When harmony band, The Travellers, first approached Prince Jammy in the ‘70s, they only had a small repertoire of songs, so Jammy asked them to “just sing, create something on the spot”. “And it was good, so I decided to record the album,” Prince Jammy, now elevated to King Jammy, recalled. “These songs of sufferation, hope, love and classic Jamaican storytelling were all completed within a month, utilising Jammy’s existing rhythms and new bespoke recordings, all of which were mixed at the legendary King Tubby’s studio,” a VP Records release notes.

The line-up of The Travellers (also known as the Mighty Travellers and the Black Aces) comprised Neville Morris, Leroy Hoffman, Ashley Fray and Wesley Codner.
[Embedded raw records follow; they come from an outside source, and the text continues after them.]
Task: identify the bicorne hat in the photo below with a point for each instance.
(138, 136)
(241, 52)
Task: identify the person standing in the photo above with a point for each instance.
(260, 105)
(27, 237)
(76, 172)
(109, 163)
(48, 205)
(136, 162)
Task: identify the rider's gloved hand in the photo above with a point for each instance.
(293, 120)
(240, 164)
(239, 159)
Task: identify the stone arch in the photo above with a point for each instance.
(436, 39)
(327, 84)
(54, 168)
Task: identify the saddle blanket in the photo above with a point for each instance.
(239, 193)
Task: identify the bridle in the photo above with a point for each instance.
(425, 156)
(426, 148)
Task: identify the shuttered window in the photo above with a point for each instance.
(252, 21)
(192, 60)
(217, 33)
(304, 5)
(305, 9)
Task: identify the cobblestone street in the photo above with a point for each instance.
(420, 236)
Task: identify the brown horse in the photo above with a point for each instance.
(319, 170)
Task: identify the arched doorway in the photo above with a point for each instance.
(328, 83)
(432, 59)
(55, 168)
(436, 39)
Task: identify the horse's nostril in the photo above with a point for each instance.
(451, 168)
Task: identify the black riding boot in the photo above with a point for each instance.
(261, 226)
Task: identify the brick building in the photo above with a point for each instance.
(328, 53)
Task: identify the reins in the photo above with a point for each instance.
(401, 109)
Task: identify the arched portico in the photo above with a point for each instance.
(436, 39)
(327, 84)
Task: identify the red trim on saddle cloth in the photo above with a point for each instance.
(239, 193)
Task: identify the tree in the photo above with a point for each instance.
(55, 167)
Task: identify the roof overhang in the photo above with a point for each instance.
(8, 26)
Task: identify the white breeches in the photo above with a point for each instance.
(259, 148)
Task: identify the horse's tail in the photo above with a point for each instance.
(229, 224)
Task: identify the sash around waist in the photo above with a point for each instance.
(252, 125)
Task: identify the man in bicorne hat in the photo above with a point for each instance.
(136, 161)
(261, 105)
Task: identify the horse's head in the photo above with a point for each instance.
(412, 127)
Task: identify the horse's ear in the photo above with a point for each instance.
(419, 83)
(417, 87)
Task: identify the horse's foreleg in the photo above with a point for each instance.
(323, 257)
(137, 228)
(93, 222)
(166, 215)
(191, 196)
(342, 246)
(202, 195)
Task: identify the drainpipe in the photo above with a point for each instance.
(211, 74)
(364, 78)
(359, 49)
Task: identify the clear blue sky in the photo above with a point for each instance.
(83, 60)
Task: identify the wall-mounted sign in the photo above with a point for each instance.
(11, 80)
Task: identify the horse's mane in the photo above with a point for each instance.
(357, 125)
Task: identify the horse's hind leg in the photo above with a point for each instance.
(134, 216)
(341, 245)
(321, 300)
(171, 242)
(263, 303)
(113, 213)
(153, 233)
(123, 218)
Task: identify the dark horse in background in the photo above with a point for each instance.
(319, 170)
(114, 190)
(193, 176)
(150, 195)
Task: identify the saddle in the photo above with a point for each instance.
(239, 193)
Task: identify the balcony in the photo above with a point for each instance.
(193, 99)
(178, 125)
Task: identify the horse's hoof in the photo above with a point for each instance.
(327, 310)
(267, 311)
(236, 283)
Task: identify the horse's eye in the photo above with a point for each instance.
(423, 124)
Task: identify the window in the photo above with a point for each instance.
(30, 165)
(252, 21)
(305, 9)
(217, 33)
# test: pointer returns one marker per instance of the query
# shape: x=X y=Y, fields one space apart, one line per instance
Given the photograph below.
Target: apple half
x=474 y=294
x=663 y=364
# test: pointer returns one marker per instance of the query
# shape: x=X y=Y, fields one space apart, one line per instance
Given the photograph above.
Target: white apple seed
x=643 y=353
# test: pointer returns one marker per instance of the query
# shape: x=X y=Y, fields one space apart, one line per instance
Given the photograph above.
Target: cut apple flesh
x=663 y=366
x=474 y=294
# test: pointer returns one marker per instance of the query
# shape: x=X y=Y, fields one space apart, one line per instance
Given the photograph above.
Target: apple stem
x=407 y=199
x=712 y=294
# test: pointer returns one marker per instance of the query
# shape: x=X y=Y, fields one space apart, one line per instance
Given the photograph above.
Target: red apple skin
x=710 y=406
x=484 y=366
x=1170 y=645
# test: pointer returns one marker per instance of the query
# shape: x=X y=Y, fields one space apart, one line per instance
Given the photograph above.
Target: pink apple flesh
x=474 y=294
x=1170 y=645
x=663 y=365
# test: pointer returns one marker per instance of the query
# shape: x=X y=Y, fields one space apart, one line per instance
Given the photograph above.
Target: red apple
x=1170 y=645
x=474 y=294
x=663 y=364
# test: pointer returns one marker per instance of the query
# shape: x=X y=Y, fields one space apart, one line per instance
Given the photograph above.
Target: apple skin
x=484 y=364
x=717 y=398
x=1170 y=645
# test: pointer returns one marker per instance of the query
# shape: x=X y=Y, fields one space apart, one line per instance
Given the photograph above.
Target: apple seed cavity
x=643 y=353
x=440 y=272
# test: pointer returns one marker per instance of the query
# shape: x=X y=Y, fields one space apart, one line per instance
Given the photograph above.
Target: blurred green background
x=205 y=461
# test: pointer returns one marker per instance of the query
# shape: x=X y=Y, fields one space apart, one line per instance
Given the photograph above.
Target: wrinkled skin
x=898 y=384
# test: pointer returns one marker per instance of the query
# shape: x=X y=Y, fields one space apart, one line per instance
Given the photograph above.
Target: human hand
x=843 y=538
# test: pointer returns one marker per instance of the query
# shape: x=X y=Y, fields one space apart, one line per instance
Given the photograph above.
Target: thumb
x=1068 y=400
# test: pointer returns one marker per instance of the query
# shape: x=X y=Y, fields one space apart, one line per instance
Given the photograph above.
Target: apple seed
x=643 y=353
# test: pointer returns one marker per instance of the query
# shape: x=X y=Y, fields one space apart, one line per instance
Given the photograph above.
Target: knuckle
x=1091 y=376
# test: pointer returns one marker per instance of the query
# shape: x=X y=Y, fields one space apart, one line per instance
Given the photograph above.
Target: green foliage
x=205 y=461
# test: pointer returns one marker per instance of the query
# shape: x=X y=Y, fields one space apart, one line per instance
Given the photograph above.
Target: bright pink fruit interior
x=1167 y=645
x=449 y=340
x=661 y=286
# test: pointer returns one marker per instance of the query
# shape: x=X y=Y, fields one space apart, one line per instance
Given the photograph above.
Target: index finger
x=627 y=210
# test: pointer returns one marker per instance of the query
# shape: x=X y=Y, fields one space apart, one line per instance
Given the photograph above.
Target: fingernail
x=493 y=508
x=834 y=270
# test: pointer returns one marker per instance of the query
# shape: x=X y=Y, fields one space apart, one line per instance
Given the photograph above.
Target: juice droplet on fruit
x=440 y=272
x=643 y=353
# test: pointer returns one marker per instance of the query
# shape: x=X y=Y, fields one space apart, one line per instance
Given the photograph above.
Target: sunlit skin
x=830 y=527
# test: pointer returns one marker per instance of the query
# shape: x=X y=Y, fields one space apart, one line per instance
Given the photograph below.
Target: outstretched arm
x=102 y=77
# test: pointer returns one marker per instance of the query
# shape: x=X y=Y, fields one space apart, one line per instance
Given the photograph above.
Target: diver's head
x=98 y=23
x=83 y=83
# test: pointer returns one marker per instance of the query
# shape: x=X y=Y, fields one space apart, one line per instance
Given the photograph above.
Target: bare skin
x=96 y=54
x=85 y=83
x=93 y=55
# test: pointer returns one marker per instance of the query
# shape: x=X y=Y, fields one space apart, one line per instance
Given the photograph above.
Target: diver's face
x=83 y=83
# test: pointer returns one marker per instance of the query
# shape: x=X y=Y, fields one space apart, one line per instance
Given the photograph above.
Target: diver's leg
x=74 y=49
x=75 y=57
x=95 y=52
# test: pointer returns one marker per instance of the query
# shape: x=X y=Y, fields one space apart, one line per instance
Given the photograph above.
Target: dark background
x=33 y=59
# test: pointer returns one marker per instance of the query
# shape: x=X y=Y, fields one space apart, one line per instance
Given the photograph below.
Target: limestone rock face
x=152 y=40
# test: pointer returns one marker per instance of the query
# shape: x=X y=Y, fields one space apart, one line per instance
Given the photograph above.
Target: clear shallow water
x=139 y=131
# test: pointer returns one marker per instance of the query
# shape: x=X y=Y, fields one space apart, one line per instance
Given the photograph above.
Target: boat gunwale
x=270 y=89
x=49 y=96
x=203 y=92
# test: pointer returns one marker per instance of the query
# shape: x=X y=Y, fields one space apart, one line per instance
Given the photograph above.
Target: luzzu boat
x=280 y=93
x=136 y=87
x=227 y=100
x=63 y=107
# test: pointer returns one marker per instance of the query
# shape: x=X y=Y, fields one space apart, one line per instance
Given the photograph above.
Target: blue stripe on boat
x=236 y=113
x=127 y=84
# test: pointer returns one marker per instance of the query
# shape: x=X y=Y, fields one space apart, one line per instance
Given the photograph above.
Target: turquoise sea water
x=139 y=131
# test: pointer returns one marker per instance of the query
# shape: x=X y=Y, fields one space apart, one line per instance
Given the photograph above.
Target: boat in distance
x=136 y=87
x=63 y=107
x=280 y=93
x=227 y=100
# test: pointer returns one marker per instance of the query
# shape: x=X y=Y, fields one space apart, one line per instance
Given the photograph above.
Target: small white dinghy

What was once living in “glorious obscurity” has now received the reissue treatment it so thoroughly deserves, with fully remastered audio, restored artwork, updated credits and extensive sleeve notes from King Jammy’s specialist Angus Taylor. “Collectors’ enduring fascination with ’70s Jamaican reggae stems partly from the sheer volume of good music generated from an island of less than three million people.

The competitiveness of Kingston’s studio scene, with queues of aspiring singers arriving for auditions and sessions musicians knocking out rhythm after rhythm every week, meant even releases that didn’t cut through at the time could become greatly loved by aficionados years later,” Taylor writes in the extensive liner notes. “So it w.